How to extract name from string using nltk

Question:

I am trying to extract name(Indian) from unstructured string.

Here come my code:

text = "Balaji Chandrasekaran Bangalore |  Senior Business Analyst/ Lead Business Analyst An accomplished Senior Business Analyst with a track record of handling complex projects in given period of time, exceeding above the expectation. Successful at developing product road maps and leading cross-functional software teams from prototype to release. Professional Competencies Systems Development Life Cycle (SDLC) Agile methodologies Business process improvement Requirements gathering & Analysis Project Management UML Specification UI & UX (Wireframe Designing) Functional Specification Test Scenario Creation SharePoint Admin Work History Senior Business Analyst (Aug 2012 Current) YouBox Technology pvt ltd, Chennai Translating business goals, feature concepts and customer needs into prioritized product requirements and use cases. Expertized in designing innovative wireframes combining user experience analysis and technology models. Extensive Experience in implementing soft wares for Shipping/Logistics firms to handle CRM, Finance, Logistics, Operations, Intermodal, and documentation. Strong interpersonal skills, highly adept at diplomatically facilitating discussions and negotiations with stakeholders. Education Bachelor of Engineering: Electronics & Communication, 2011 CES Tech Hosur Accomplishment Successful onsite implementation at various locations around the globe for Europe Shipping Company. - (Pre Study, General Design, and Functional Specification) Organized Business Analyst Forum and conducted various activities to develop skill sets of Business Analysts."
if text != "":
    grammar = """PERSON: {<NNP>}"""
    chunkParser = nltk.RegexpParser(grammar)
    tagged = nltk.pos_tag(nltk.word_tokenize(text))
    tree = chunkParser.parse(tagged)

    for subtree in tree.subtrees():
        if subtree.label() == "PERSON": 
            pronouns.append(' '.join([c[0] for c in subtree]))

    print(pronouns)

[‘Balaji’, ‘Chandrasekaran’, ‘Bangalore’, ‘|’,’Senior’, ‘Business’,
‘Analys’, ‘/’, ‘Lead’, ‘Business’, ‘Analyst’, ‘Senior’, ‘Business’,
‘Analyst’, ‘Successful’, ‘Development’, ‘Life’, ‘Cycle’, ‘SDLC’,
‘Agile’, ‘Business’, ‘Requirements’, ‘Analysis’, ‘Project’,
‘Management’, ‘UML’, ‘Specification’, ‘UI’, ‘UX’, ‘Wireframe’,
‘Designing’, ‘Functional’, ‘Specification’, ‘Test’, ‘Scenario’,
‘Creation’, ‘SharePoint’, ‘Admin’, ‘Work’, ‘History’, ‘Senior’,
‘Business’, ‘Analyst’, ‘Aug’, ‘Current’, ‘Technology’, ‘Chennai’,
‘Translating’, ‘CRM’, ‘Finance’, ‘Logistics’, ‘Operations’,
‘Intermodal’, ‘Education’, ‘Bachelor’, ‘Engineering’, ‘Electronics’,
‘Communication’, ‘Accomplishment’, ‘Successful’, ‘Mediterranean’,
‘Ship’, ‘Company’, ‘MSC’, ‘Georgia’, ‘MSC’, ‘Cambodia’, ‘MSC’, ‘MSC’,
‘South’, ‘Successful’, ‘Stake’, ‘MSC’, ‘Geneva’, ‘Switzerland’, ‘Pre’,
‘Study’, ‘General’, ‘Design’, ‘Functional’, ‘Specification’, ‘O’,
‘Business’, ‘Analyst’, ‘Forum’, ‘Business’]

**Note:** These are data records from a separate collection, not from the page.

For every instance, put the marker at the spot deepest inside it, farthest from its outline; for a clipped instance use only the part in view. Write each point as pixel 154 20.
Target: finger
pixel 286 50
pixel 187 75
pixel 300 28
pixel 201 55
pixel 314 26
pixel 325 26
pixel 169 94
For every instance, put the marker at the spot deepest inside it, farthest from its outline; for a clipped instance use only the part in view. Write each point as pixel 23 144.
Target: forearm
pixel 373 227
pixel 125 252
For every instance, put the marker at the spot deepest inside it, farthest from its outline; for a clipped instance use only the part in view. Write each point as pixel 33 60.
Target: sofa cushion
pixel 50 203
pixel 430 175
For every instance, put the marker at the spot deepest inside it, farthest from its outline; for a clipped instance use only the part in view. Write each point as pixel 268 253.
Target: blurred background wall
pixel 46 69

But actually i need to get only Balaji Chandrasekaran , I even try to use Standford ner lib.Which fails to pick Balaji Chandrasekaran

Can any one help to extract name from the un strcuture string, or suggest me any good tutorial to do that.

Thank you in advance.

Answers:

Like I said in the comments, you would have to create your own corpora for Indian names and test your text against that. The NLTK Book teaches you how to do this in Chapter 2 (Section 1.9 to be exact).

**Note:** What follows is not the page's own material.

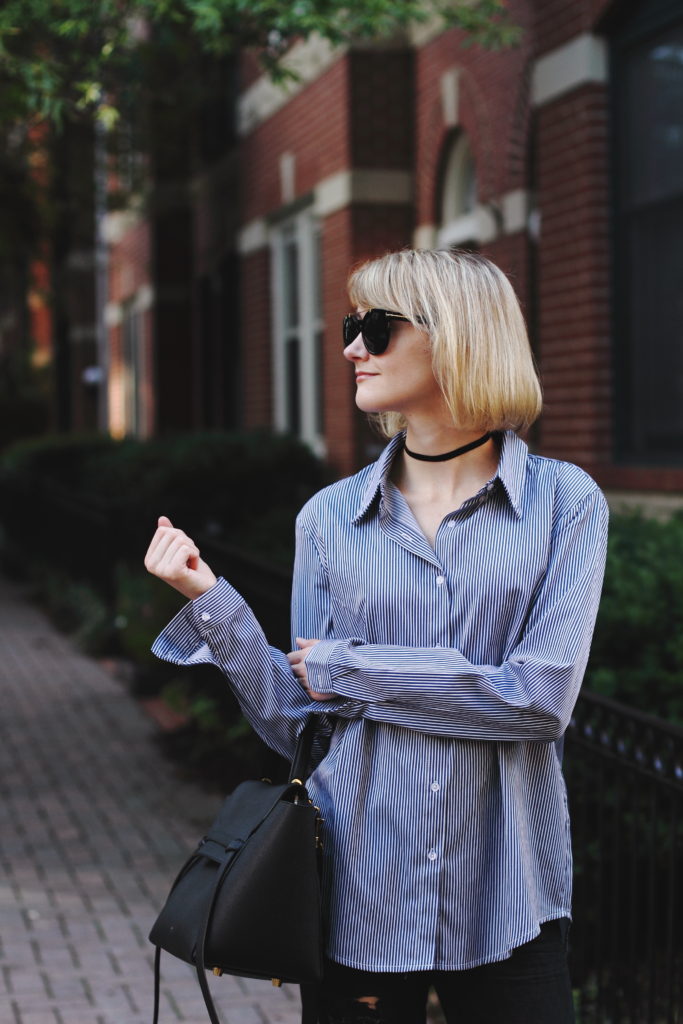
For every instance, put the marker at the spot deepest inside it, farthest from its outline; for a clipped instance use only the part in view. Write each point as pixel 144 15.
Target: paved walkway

from nltk.corpus import PlaintextCorpusReader

# You can use a regular expression to find the files, or pass a list of files
files = ".*.txt"

new_corpus = PlaintextCorpusReader("/path/", files)
corpus  = nltk.Text(new_corpus.words())

See also: Creating a new corpus with NLTK

Answered By: emporerblk

Named entity recognition is not just about finding known names; the recognizer uses a combination of clues, including the form of words and the structure of the text. The name you fail to recognize occurs in a heading, not in running text, so the nltk’s recognizer (which is not that great anyway) cannot find it. See what happens if you use this name in text:

>>> text = "Balaji Chandrasekaran is a senior business analyst and lives in Bangalore."
>>> words = nltk.word_tokenize(text)
>>> print(nltk.ne_chunk(nltk.pos_tag(words)))
(S
  (PERSON Balaji/NNP)
  Chandrasekaran/NNP
  is/VBZ
  a/DT
  senior/JJ
  business/NN
  analyst/NN
  and/CC
  lives/NNS
  in/IN
  (GPE Bangalore/NNP)
  ./.)

It missed the last name (like I said the recognizer isn’t that great), but it was able to figure out that there’s a name here.

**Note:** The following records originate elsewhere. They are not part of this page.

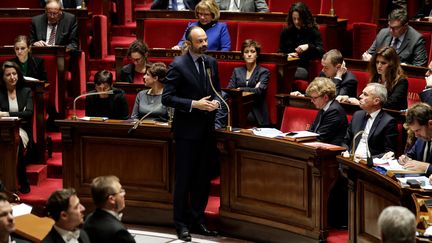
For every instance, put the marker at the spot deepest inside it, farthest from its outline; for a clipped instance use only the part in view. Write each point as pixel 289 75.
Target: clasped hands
pixel 206 104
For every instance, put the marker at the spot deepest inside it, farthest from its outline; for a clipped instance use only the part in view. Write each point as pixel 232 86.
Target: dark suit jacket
pixel 260 75
pixel 101 226
pixel 382 136
pixel 25 107
pixel 54 237
pixel 182 85
pixel 35 69
pixel 66 34
pixel 245 5
pixel 163 4
pixel 426 96
pixel 416 153
pixel 332 124
pixel 346 86
pixel 113 107
pixel 411 51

In other words: Your problem is that you’re not mining text, but resumes. The only good solution is to build and train a recognizer with some annotated resumes in the same format that you want to process. It’s not terribly simple: you’ll need to annotate your training corpus, and to figure out the useful features (clues from the word form and document structure) that your “feature extraction function” will place in a dictionary. Everything you’ll need is described in various parts of chapters 6 and 7 of the nltk book.

Answered By: alexis